Museum of Drug Policy CDMX

The Museum of Drug Policy is a pop-up arts and cultural hub that highlights how drug policies impact and shape our communities. Through live programming and art, the Museum provides a powerful experience that illustrates the harmful consequences of current prohibitionist drug policies and advocates for new approaches rooted in dignity, health, and human rights. This free event transports audiences across the globe and pushes visitors to think and act outside the box. The Museum of Drug Policy is supported by the Open Society Foundations and was first launched in New York City in April 2016.

We aimed to create an experience that opened people’s hearts. The art in the exhibit powerfully challenged people to think more compassionately about drug policies and drug use. The pieces not only showed the harmful consequences of current drug policies, but also brought light into the darkness; they reimagined approaches to drug policy that are centered in public health and human rights. The artists protected the dignity of the many forgotten victims who lived and died as a consequence of the war on drugs. We learned that art and culture are critical weapons in the debate regarding drug policy.

This exhibit started with a jolt of energy. An eighteen foot long, seven foot high, one thousand pound sculpture by Mexican artist Eduardo Oblés had a dominant presence that evoked a visceral reaction, much like the war on drugs. There were several large-scale pieces, each demonstrating a complicated struggle of power. The powerful symbols, however, were in spaces that featured zero artwork. Throughout the Museum, there were several empty spaces to represent the victims of the war on drugs.
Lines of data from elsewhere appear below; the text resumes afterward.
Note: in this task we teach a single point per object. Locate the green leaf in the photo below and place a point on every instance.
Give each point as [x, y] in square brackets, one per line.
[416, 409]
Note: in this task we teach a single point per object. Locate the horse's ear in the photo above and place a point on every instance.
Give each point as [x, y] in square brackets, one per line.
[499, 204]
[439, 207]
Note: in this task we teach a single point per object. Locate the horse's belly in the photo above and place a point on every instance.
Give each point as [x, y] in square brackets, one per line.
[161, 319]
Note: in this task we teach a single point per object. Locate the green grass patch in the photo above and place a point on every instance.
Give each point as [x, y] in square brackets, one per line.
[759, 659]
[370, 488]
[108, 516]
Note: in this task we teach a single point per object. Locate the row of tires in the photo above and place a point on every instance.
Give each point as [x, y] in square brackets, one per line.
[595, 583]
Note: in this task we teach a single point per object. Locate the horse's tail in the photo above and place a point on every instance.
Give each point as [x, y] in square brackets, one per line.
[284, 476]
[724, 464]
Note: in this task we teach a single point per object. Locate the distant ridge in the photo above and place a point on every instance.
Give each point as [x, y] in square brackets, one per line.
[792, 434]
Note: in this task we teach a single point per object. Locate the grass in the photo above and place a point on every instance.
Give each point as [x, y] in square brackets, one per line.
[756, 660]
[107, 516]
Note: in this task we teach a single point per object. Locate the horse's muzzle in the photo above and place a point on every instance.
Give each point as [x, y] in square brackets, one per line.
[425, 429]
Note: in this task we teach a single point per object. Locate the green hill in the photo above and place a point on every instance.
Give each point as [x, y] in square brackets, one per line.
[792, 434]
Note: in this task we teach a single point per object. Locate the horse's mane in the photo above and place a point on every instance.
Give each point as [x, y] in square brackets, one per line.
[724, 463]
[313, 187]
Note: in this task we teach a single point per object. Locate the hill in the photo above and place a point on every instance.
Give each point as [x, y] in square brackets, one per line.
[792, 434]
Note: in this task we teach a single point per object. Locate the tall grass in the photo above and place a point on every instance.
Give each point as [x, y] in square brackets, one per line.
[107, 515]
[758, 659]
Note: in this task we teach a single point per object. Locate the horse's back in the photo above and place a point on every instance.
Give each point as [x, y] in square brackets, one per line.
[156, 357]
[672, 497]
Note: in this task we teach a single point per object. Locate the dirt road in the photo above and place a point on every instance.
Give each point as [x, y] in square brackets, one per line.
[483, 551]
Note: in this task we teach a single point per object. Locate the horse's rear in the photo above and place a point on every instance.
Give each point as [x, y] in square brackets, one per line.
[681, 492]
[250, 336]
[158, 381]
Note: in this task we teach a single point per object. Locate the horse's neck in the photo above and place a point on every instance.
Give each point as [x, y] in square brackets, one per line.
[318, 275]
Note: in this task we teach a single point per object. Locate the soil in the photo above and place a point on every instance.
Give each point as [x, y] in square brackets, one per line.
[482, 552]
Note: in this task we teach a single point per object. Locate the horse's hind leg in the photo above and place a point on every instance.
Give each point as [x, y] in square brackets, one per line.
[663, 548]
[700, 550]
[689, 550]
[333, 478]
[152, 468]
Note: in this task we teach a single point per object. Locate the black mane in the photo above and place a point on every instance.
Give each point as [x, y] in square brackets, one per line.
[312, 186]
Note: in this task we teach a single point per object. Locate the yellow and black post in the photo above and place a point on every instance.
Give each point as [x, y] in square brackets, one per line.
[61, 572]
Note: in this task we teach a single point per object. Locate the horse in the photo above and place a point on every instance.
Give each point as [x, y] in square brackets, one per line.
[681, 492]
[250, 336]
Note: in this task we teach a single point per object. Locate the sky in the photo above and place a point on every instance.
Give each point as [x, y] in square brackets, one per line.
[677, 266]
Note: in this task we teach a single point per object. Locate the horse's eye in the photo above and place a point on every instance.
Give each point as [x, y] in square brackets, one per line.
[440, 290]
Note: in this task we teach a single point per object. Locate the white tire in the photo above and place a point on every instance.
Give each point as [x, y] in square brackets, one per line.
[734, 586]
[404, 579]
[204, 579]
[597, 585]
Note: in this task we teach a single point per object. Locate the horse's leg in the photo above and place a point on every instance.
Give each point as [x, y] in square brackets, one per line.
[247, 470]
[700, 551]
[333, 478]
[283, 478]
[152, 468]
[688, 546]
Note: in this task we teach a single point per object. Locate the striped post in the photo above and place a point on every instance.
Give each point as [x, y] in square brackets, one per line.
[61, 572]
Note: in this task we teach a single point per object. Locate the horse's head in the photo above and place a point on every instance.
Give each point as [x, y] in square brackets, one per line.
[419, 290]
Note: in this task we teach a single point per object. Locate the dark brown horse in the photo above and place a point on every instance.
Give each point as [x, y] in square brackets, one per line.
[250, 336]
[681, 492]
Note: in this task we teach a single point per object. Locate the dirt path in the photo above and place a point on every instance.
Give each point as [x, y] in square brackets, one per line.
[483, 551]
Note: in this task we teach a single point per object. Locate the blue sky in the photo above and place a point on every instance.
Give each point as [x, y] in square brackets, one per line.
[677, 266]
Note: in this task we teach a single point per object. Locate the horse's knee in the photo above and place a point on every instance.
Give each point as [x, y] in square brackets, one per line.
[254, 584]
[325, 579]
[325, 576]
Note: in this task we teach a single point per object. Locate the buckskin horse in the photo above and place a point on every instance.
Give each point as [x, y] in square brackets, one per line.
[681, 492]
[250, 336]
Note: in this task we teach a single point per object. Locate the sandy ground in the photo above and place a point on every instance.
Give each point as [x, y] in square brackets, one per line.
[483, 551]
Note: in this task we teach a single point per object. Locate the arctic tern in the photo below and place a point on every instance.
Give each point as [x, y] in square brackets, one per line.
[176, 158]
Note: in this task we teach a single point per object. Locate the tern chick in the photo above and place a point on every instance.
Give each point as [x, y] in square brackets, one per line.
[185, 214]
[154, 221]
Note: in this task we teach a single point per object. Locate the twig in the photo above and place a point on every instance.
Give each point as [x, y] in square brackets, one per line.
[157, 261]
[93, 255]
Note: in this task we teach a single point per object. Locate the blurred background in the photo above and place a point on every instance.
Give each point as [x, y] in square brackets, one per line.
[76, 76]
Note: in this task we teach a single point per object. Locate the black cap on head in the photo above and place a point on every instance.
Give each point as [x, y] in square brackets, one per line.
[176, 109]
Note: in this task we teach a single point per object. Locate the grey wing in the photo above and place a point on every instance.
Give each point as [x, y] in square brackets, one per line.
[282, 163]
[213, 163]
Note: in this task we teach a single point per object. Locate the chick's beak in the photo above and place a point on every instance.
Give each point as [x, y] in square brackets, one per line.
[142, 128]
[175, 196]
The exhibit had an international scope, from artwork created by Philadelphia-based artist Jesse Krimes on federal prison bed sheets to watercolor portraits of those who were executed in different regions of the world for being accused of various drug crimes. The Museum of Drug Policy in Mexico City was created in collaboration with local artists, whose work addressed the harmful effects of the war on drugs, and highlighted the positive harm reduction initiatives in Mexico such as: community-based services, needle exchange programs, and indigenous rights.

The show ended with an invitation to reimagine more just and compassionate policies.

The exhibit coincided with the Open Society Justice Initiative conference held at Universidad del Claustro de Sor Juana. The conference focused on the need for an internationalized mechanism to address the continued failures of the Mexican justice system to prosecute grave crimes and corruption.